Pour plus ample exposé des moyens et prétentions des parties, il convient de se reporter à leurs écritures ci-dessus visées, figurant au dossier de la procédure, auxquelles il est expressément référé en application de l’article 455 du code de procédure civile.
La clôture a été prononcée par ordonnance du 27 juin 2024.
Une note en délibéré a été autorisée à l’audience du 13 décembre 2024 sur les hypothèques concernées par les demandes de mainlevée.

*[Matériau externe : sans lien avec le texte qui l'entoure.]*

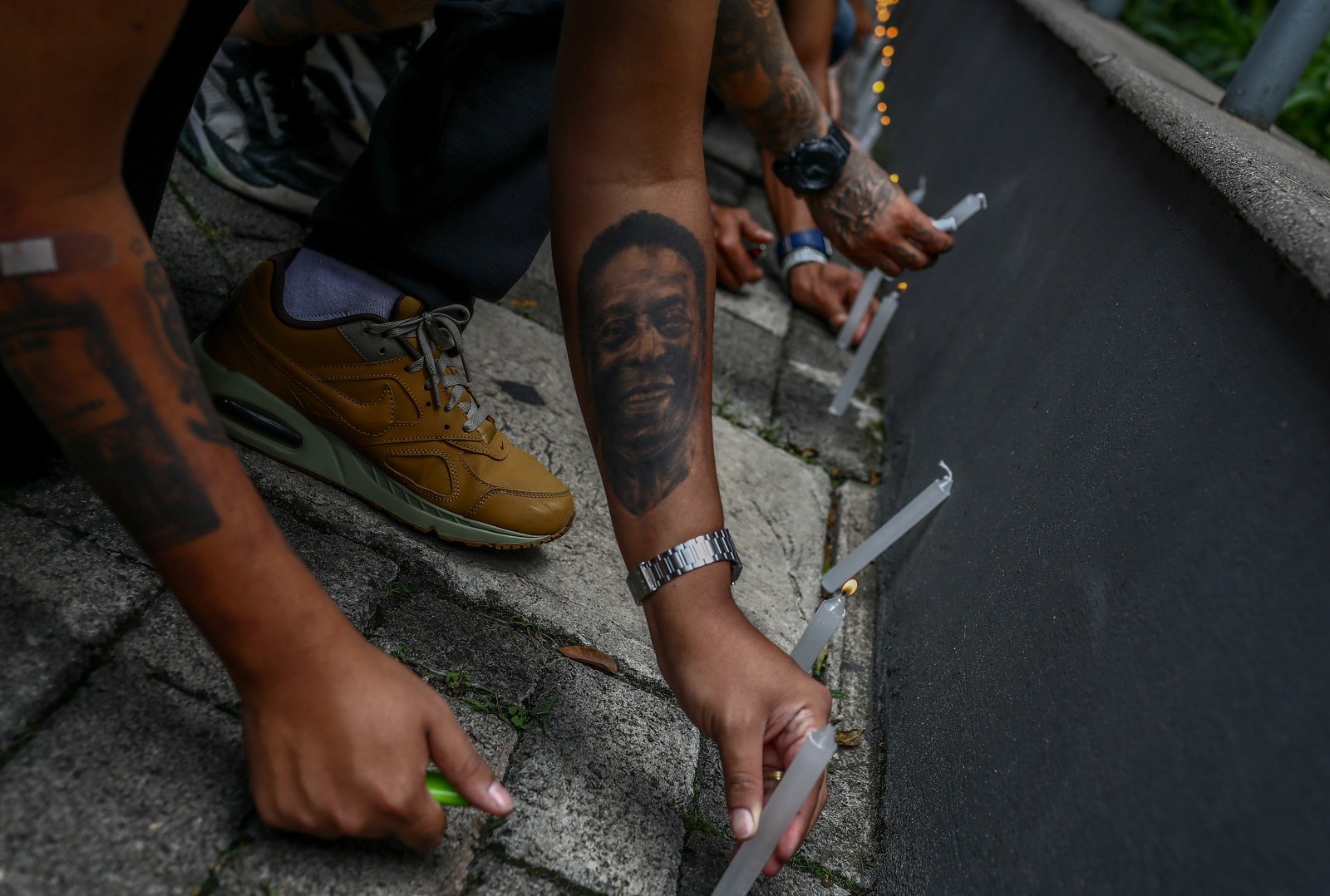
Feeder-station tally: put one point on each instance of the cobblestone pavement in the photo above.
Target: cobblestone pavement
(120, 760)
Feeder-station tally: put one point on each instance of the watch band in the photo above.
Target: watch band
(811, 237)
(682, 559)
(801, 255)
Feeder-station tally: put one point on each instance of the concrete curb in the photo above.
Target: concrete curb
(1277, 185)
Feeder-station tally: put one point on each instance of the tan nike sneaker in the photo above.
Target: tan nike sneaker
(378, 408)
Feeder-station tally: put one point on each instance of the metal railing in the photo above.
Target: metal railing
(1272, 69)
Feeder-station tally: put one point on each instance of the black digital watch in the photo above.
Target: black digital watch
(815, 164)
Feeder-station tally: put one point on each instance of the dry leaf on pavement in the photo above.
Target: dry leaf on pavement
(592, 657)
(850, 738)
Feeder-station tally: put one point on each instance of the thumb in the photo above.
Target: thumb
(741, 761)
(459, 762)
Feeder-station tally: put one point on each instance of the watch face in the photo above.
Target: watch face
(820, 166)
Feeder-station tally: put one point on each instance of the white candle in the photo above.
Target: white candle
(861, 305)
(919, 192)
(860, 363)
(821, 628)
(789, 795)
(962, 212)
(921, 507)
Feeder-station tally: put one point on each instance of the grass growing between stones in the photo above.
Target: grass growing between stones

Par observations en cours de délibéré du 13 janvier 2025, la SARL DLC Construction a exposé que hormis l’hypothèque judiciaire susvisée, les autres hypothèques qu’elle a pu inscrire n’intéressent pas le débat puisque consistant en des hypothèques provisoires périmées ou d’une hypothèque conventionnelle reçue par notaire dans le cadre de la garantie du protocole litigieux. Elle indique reprendre l’exécution du jugement du 25 septembre 2012 à raison de la non-exécution du protocole de règlement et de l’avenant conclu avec M. [S] [D] [I].
Par message RPVA du 12 février 2025, la cour a sollicité les observations des parties, en cours de délibéré et sous quinzaine, sur la lecture des dispositions de l’article 2440 du code civil, dans sa rédaction applicable au litige, par l’arrêt Civ2, 19 octobre 2002, n° 98-22328 et ses incidences sur le premier point soulevé par la cour dans son arrêt avant dire droit.
Par message RPVA du 26 février 2025, M. [S] [D] [I] a fait observer que si le juge de l’exécution n’est pas compétent pour ordonner la mainlevée de l’Hypothèque, cette compétence relève du tribunal.
La SARL DLC n’a pas formé d’observations en réponse.
PAR CES MOTIFS
La cour, statuant publiquement par décision contradictoire, en matière civile et en dernier ressort, mis à disposition au greffe, conformément à l’article 451 alinéa 2 du code de procédure civile,
– Confirme le jugement entrepris;
Y ajoutant,
– Dit n’y avoir lieu à frais irrépétibles;
– Condamne la SARL DLC Construction aux dépens.
Le présent arrêt a été signé par monsieur Patrick CHEVRIER, président de chambre, et par madame Sarah HAFEJEE, greffière à laquelle la minute de la décision a été remise par le magistrat signataire.